PADEK.JAWAPOS.COM -- Rumah Sakit (RS) M. Djamil Padang terus memperkuat tata kelola pelayanan kesehatan melalui penguatan organisasi dan peningkatan kapasitas sumber daya manusia.
Salah satu langkah yang dilakukan adalah penyerahan Surat Keputusan (SK) Wakil Kepala Instalasi Bedah Sentral kepada dr. Nadra Septiadi, Sp.An-TI., M.Sc.
Penyerahan SK berlangsung di Ruang Rapat Direksi RS M. Djamil pada Kamis (9/7) dan dilakukan langsung oleh Direktur Utama RS M. Djamil, Dr. dr. Dovy Djanas, Sp.OG, KFM, MARS, FISQua.
Pengangkatan tersebut menjadi bagian dari upaya rumah sakit dalam memperkuat manajemen pelayanan, khususnya untuk mengoptimalkan penyelenggaraan layanan bedah yang aman, bermutu, serta berorientasi pada kebutuhan pasien.
Dalam sambutannya, Dr. Dovy Djanas menegaskan bahwa penguatan struktur organisasi merupakan elemen penting dalam meningkatkan efektivitas dan profesionalisme pelayanan rumah sakit.
Menurutnya, Instalasi Bedah Sentral memiliki peran strategis karena menangani pelayanan dengan tingkat kompleksitas yang tinggi sehingga membutuhkan kepemimpinan yang kuat, koordinasi yang baik, dan kolaborasi lintas profesi.

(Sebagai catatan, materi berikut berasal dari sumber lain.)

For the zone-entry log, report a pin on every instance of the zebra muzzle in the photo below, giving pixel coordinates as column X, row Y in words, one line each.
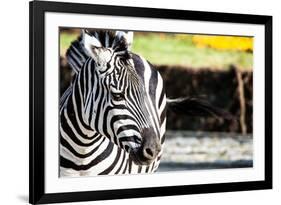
column 149, row 149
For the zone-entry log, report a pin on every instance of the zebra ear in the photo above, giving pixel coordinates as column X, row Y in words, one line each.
column 89, row 42
column 127, row 35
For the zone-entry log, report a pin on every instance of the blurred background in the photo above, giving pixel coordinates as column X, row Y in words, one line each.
column 215, row 68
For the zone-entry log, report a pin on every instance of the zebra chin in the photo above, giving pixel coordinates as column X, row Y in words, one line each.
column 145, row 155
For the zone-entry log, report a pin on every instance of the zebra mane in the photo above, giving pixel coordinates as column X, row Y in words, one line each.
column 77, row 55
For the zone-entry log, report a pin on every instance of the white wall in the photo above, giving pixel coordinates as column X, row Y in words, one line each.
column 14, row 99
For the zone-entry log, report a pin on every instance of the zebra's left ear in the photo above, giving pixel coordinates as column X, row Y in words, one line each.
column 89, row 41
column 127, row 36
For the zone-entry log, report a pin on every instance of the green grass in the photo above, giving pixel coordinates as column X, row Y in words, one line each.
column 174, row 51
column 168, row 50
column 65, row 41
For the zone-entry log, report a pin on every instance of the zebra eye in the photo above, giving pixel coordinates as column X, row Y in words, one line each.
column 117, row 96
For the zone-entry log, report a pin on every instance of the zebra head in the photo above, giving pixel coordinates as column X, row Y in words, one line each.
column 116, row 101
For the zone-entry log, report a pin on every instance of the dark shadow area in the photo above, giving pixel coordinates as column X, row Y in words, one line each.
column 172, row 166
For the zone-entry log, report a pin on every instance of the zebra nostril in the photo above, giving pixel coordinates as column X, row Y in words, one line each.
column 148, row 153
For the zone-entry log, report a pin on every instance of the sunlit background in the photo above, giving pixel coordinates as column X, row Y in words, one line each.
column 215, row 68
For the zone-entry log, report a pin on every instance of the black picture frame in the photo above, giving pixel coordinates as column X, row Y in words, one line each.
column 37, row 192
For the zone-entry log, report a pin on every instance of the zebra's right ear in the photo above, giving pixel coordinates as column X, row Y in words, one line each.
column 89, row 42
column 128, row 37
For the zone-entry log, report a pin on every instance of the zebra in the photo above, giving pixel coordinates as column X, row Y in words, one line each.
column 113, row 115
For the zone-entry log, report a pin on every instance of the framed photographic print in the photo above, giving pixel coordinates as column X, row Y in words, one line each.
column 139, row 102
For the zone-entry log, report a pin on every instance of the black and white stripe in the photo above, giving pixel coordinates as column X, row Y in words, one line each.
column 114, row 109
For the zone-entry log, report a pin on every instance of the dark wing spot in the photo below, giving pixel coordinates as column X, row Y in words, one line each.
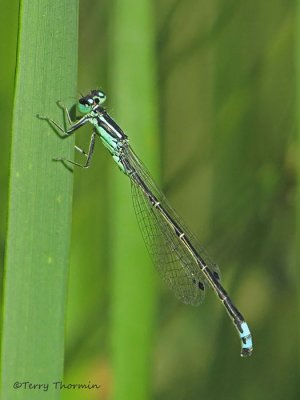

“Penguatan organisasi bukan hanya tentang penempatan seseorang dalam sebuah jabatan, tetapi bagaimana amanah tersebut mampu membawa perubahan positif terhadap peningkatan mutu pelayanan. Instalasi Bedah Sentral memiliki peran besar dalam memberikan pelayanan terbaik kepada masyarakat sehingga diperlukan komitmen bersama untuk menjaga kualitas, keselamatan pasien, serta profesionalisme dalam setiap proses pelayanan,” ujar Dr. Dovy.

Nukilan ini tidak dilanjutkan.